So when the search engine updated its rules on unnatural link schemes recently, making specific reference to press releases, it triggered a rather alarmist article from ZDNet asking whether Google had killed PR agencies.
The convergence of PR and SEO is something we’ve covered previously on the blog, with articles focusing on the importance of search optimised PR and suggesting seven SEO tools to improve online PR efficiency.
However the article on ZDNet understandably (and probably intentionally) ruffled a few feathers within the PR industry as it painted them as black hat SEOs, out to flood the internet with dull, keyword loaded press releases just so they could help their clients climb a few places in search rankings.
But in truth Google’s new update hasn’t really changed that much at all, as it’s just taken a few extra steps to clamp down on overly optimised anchor text, which is something Google has been doing for several years.

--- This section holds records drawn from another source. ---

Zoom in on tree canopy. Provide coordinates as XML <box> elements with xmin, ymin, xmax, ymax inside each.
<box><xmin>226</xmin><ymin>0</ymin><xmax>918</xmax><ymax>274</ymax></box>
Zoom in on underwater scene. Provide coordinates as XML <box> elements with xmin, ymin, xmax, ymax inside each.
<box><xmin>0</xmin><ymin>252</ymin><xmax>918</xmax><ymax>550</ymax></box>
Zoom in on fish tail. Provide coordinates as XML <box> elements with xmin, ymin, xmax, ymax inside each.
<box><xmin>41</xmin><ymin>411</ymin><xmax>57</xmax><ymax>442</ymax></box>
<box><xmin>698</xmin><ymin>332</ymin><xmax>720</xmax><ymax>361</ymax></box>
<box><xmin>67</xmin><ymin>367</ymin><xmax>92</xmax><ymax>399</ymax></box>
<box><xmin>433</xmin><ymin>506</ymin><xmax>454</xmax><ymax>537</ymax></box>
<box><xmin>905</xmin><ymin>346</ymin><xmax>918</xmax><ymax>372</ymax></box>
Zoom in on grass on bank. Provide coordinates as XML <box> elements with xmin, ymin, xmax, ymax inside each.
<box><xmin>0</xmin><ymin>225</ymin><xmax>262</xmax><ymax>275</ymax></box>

As a former SEO now working for Dynamo PR, Lexi Mills is probably more versed than most in the intricacies of search so I asked her whether she thought the updates would impact how digital-savvy PRs work.
Mills said it depended on the campaign objective, but she doubted that many PRs spin out press releases across newswires in the hope of gaining an SEO benefit.
I think that generally PRs are quite careful on where they place links. Personally I avoid anchor text, so for example I hyperlink ‘see here’ rather than ‘info on [company name]’. I think that we’ll probably see people writing out URLs a bit more as well.
Google has actually suggested that to be on the safe side, all links within press releases should potentially be made nofollow as standard. This would potentially be a bonus for PRs, as it means they can include important links without fear of being penalised.
For example Mills does a lot of work around Kickstarter campaigns and without hyperlinks it’s unlikely that journalists and, more importantly, consumers would be able to find the relevant webpage.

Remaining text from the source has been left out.